4.5 KiB
4.5 KiB
| id | slug | title | status | kind | priority | labels | created_at | updated_at | assignee | legacy_ticket | |||
|---|---|---|---|---|---|---|---|---|---|---|---|---|---|
| 20260530-204045-webfetch-readable-extraction | webfetch-readable-extraction | WebFetch: extract main HTML content with lightweight readability | closed | task | P2 |
|
2026-05-30T20:40:45Z | 2026-05-30T20:55:13Z | null | null |
Background
WebFetch currently returns bounded, safety-checked content but the HTML path is still close to raw page text: it strips tags with a small local formatter and does not try to isolate the article/main content. For LLM use, a reader-mode style extraction layer is more useful than raw boilerplate-heavy page text.
readability-js was investigated but brings QuickJS / bundled JavaScript dependency weight. The desired direction is a lightweight pure-Rust extraction backend with fallback to the current html_to_text behavior.
Reference implementations checked out with ghq under .worktree/ghq-root/ for planning:
github.com/quambene/readability-rs— cratereadability-rs, MIT, small arc90-style extractor (Readable { title, content, text }).github.com/theiskaa/readabilityrs— cratereadabilityrs, Apache-2.0, larger Mozilla Readability port with metadata/markdown support.github.com/readable-app/readability.rs— cratereadable-readability, MIT, kuchiki-based extractor but sparse docs and older maintenance surface.
Requirements
- Keep
WebSearchandWebFetchas separate tools. Do not add an automatic summarization/research tool in this ticket. - Add a reader-mode extraction path for HTML responses in
WebFetch. - Use a pure-Rust dependency or local extraction implementation; do not use
readability-js, QuickJS, Node, Python, or subprocess-based extraction. - Prefer the lightweight
readability-rscrate if it builds cleanly and produces usabletitle+ maintext; escalate if the crate is incompatible or obviously too low-quality for the included fixtures. - Preserve the current network safety behavior: configured provider requirement, private/local host rejection, bounded redirects, response size limits, binary rejection, output truncation, and untrusted-content warning semantics.

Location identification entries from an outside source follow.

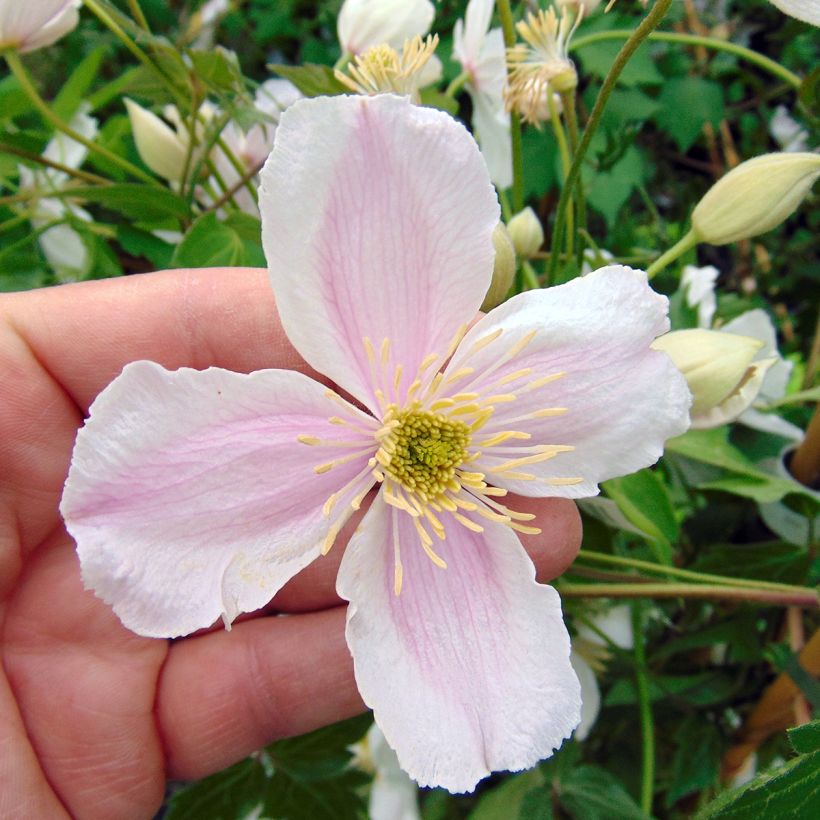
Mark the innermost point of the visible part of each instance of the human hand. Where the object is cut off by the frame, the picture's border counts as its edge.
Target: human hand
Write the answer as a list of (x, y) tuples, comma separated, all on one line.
[(94, 718)]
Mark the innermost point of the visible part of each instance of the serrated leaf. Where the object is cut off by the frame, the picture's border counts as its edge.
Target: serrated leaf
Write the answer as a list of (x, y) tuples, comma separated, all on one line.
[(311, 79), (591, 793)]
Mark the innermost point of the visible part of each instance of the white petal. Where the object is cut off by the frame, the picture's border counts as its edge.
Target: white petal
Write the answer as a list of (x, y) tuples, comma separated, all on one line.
[(617, 403), (190, 497), (377, 221), (467, 670)]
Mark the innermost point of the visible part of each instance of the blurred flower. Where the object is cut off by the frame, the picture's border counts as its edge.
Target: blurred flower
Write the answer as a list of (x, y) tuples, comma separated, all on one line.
[(382, 70), (482, 56), (30, 24), (787, 131), (527, 233), (698, 286), (366, 23), (720, 369), (754, 197), (194, 495), (543, 64), (806, 10), (61, 244), (503, 269)]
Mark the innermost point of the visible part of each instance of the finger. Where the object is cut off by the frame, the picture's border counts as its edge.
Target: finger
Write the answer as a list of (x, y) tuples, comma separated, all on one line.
[(552, 551), (84, 334), (224, 695)]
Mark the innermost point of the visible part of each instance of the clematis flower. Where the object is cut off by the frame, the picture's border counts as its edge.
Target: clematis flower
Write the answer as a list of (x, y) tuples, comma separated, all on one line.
[(482, 55), (37, 23), (199, 494)]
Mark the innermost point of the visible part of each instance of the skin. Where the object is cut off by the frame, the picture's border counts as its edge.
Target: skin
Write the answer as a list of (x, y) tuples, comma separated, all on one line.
[(94, 718)]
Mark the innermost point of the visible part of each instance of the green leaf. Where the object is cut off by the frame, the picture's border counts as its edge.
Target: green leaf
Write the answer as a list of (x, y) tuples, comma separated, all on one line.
[(687, 103), (592, 793), (210, 243), (643, 498), (311, 79), (142, 203), (791, 791)]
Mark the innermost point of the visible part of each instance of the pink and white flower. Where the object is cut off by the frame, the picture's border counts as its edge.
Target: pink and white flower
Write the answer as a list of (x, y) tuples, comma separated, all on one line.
[(198, 494)]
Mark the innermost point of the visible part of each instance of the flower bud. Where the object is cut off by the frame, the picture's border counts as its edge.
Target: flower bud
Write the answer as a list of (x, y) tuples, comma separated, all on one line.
[(754, 197), (39, 24), (161, 148), (719, 369), (526, 233), (503, 270)]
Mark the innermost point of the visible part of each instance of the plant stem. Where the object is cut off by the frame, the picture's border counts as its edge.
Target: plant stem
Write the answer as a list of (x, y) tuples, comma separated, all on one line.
[(693, 39), (57, 166), (40, 104), (645, 710), (457, 84), (636, 38), (807, 598), (684, 244), (508, 27), (566, 162), (721, 580)]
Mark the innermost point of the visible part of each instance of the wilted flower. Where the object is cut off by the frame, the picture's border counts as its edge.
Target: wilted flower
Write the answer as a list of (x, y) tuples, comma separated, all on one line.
[(381, 69), (543, 65), (720, 369), (754, 197), (194, 495), (527, 233), (482, 56), (61, 244), (30, 24), (366, 23)]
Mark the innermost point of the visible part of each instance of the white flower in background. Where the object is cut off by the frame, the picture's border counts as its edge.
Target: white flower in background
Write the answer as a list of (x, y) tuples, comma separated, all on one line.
[(543, 64), (806, 10), (590, 654), (482, 56), (62, 246), (366, 23), (30, 24), (698, 286), (382, 70), (757, 324), (787, 131)]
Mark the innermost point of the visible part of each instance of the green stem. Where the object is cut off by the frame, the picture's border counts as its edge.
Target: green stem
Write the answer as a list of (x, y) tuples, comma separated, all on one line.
[(636, 38), (40, 104), (457, 84), (566, 162), (693, 39), (508, 27), (688, 574), (684, 244), (807, 598), (645, 710)]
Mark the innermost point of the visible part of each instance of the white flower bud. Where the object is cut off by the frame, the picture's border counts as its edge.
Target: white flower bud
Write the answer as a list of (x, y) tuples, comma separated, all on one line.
[(161, 148), (526, 233), (719, 370), (754, 197), (503, 270), (39, 24), (366, 23)]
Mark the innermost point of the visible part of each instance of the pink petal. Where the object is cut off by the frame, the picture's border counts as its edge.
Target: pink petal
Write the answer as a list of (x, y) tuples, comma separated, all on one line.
[(622, 401), (190, 497), (467, 670), (377, 218)]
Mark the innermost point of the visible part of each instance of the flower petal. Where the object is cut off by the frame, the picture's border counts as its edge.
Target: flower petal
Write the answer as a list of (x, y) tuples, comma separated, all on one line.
[(190, 497), (467, 670), (377, 218), (616, 404)]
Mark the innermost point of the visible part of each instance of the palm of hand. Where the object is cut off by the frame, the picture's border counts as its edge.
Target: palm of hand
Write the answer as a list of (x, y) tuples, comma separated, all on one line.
[(93, 718)]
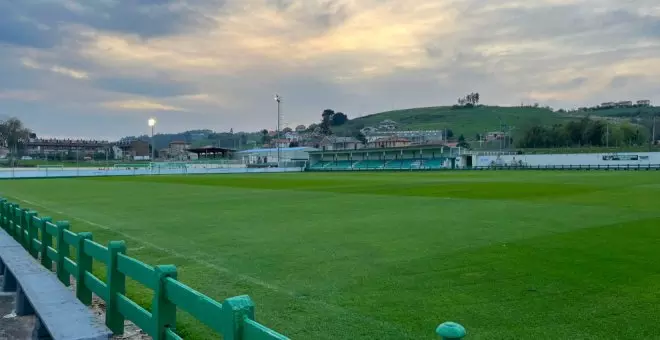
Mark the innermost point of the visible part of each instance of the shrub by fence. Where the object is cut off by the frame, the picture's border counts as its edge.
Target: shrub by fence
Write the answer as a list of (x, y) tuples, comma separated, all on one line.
[(233, 318)]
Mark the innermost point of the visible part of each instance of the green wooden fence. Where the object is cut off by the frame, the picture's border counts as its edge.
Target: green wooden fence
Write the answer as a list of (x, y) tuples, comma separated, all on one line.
[(233, 319)]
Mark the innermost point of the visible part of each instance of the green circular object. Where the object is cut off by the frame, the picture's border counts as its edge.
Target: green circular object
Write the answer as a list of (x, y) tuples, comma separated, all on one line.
[(450, 330)]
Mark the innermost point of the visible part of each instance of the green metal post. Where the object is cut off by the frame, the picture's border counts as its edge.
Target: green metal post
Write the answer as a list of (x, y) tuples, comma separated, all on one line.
[(15, 222), (235, 310), (163, 311), (450, 331), (83, 293), (116, 285), (46, 241), (62, 252), (32, 232), (3, 202), (8, 219), (25, 229)]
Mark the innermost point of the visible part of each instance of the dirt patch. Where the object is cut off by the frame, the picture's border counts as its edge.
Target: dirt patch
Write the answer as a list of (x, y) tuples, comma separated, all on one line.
[(131, 331)]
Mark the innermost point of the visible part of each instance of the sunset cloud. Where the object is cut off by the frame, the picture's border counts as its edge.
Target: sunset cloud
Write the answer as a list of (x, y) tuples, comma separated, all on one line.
[(223, 60), (140, 105)]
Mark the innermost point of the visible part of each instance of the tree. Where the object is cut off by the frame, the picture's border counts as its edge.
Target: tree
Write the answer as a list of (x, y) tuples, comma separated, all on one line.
[(265, 138), (462, 142), (361, 137), (339, 119), (326, 122), (14, 134)]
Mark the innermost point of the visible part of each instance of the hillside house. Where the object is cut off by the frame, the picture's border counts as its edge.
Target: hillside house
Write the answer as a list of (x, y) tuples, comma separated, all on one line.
[(389, 142)]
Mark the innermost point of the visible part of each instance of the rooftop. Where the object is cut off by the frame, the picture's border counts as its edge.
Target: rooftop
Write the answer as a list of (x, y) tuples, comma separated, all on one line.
[(281, 149)]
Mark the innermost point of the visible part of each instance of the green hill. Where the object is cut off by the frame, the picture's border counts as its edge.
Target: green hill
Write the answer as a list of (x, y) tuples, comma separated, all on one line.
[(467, 121)]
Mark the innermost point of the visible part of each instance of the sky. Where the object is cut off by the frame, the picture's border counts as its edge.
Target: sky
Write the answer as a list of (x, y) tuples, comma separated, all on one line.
[(99, 69)]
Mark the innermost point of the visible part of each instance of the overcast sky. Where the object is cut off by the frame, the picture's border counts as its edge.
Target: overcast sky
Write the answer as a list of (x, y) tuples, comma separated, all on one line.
[(101, 68)]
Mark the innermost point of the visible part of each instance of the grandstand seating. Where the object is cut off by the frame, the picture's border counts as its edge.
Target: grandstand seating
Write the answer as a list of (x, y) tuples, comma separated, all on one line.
[(434, 163), (340, 165), (395, 164), (368, 164)]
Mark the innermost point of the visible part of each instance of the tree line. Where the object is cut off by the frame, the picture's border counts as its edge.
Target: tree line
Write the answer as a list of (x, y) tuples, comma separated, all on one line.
[(13, 134), (585, 132)]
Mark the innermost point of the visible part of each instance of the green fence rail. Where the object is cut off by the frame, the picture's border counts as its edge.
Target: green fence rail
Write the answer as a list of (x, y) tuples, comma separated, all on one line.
[(51, 243)]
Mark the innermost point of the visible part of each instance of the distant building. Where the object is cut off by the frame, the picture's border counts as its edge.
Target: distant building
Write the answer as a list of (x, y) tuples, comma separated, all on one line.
[(494, 135), (135, 149), (46, 146), (281, 143), (389, 142), (269, 155), (415, 137), (178, 147), (339, 143)]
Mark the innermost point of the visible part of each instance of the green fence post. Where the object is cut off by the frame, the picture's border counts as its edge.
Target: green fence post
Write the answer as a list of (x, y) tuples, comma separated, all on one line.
[(32, 232), (235, 310), (14, 218), (46, 241), (22, 218), (10, 220), (3, 202), (84, 265), (116, 285), (163, 311), (450, 331), (62, 252)]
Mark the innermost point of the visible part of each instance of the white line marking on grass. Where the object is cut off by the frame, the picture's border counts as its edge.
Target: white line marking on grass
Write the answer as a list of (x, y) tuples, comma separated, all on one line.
[(168, 251), (244, 277)]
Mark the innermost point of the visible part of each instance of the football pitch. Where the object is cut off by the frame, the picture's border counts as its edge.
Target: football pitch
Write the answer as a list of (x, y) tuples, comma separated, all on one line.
[(508, 254)]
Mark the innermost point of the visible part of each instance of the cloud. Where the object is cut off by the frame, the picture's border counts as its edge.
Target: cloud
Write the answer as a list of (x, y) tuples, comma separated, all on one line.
[(221, 61), (140, 105), (17, 29), (20, 95), (69, 72), (158, 87)]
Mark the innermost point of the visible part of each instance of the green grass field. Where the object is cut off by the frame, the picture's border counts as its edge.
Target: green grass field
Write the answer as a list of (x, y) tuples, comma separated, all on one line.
[(510, 255)]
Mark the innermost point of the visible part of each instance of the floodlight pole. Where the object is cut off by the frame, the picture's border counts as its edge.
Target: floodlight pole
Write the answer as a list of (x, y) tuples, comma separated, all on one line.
[(153, 145), (278, 99), (653, 133), (152, 124)]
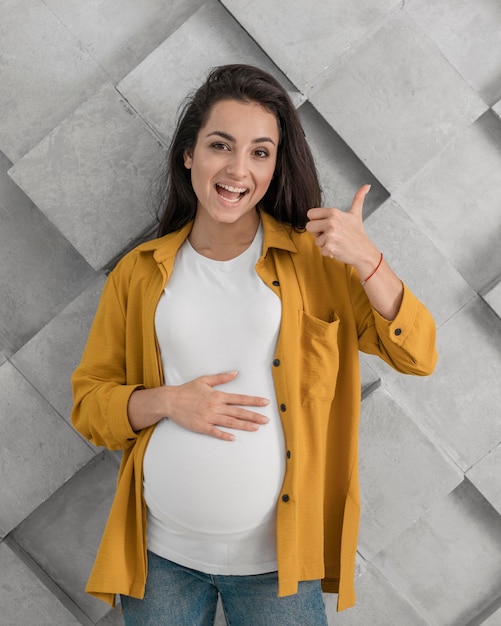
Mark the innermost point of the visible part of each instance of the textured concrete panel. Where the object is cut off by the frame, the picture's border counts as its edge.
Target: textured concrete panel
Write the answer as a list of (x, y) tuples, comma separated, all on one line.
[(24, 600), (493, 298), (39, 451), (120, 33), (304, 42), (112, 618), (48, 360), (46, 74), (378, 604), (497, 109), (395, 137), (341, 172), (63, 534), (457, 27), (92, 176), (459, 406), (369, 378), (157, 87), (486, 476), (447, 564), (455, 199), (402, 474), (493, 620), (416, 260), (39, 270)]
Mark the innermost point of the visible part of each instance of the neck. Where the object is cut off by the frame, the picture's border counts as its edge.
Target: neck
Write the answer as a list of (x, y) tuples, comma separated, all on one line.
[(220, 241)]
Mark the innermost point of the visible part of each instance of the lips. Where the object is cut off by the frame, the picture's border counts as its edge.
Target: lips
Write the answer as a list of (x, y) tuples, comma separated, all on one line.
[(230, 193)]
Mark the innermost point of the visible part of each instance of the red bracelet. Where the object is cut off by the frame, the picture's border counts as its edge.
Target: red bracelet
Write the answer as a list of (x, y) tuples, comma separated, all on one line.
[(362, 282)]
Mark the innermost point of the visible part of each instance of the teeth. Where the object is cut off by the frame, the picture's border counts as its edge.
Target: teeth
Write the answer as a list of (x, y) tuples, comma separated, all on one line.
[(232, 189)]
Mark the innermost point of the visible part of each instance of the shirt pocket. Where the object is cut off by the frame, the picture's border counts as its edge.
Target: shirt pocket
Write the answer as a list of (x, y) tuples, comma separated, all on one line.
[(319, 354)]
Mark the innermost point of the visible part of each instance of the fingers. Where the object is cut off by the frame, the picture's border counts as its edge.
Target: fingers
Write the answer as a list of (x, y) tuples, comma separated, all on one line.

- Preserve fallback behavior. If readability extraction fails or returns empty/too-short text, return HTML text produced by the existing local fallback rather than failing the entire fetch.
- Structure HTML fetch output so the LLM can distinguish extraction metadata from document content. At minimum include:
- extraction method (
readabilityor fallback name) - fallback indicator / reason when applicable
- title when available
- main text
- existing fetch metadata such as URL/final URL/status/content type/truncation
- extraction method (
- Keep HTML returned to the LLM as text by default. Do not expose full extracted HTML unless there is a clear existing output field need.
- Add focused tests with small HTML fixtures covering:
- article/main content is preferred over nav/footer/sidebar boilerplate
- fallback is used when readability extraction is not useful
- output remains bounded/truncated under the existing output limit
Non-goals
- Provider expansion or changes to
WebSearchprovider selection. - LLM-generated summaries inside
WebFetch. - Browser rendering, JavaScript execution, or dynamic page support.
- Large benchmark suite or exhaustive readability quality comparison.
- Public API/protocol changes beyond the tool result JSON shape.
Implementation plan
- Add the selected pure-Rust readability dependency to
crates/tools. - Introduce a small internal HTML extraction helper, e.g.
extract_html_document(html, base_url, output_limit), wrapping readability success and fallback. - Update the
ContentKind::Htmlbranch inWebFetchrendering to use the helper. - Keep existing
html_to_textas fallback and testable utility. - Update tests in
crates/tools/src/web.rsor a focused tools test module. - Validate with formatting, focused tools tests, and broader checks appropriate to the dependency change.
Acceptance criteria
WebFetchHTML responses prefer extracted main content over navigation/footer/sidebar boilerplate in tests.WebFetchstill returns useful bounded text when readability extraction fails or is empty.- Tool output clearly reports extraction method and fallback status.
- No JavaScript engine/runtime dependency is introduced.
Cargo.lockand Nix cargo hash implications are handled or explicitly reported.cargo fmt --check, focused tools tests,cargo check -p tools, and./tickets.sh doctorpass or any failure is clearly reported as unrelated/pre-existing.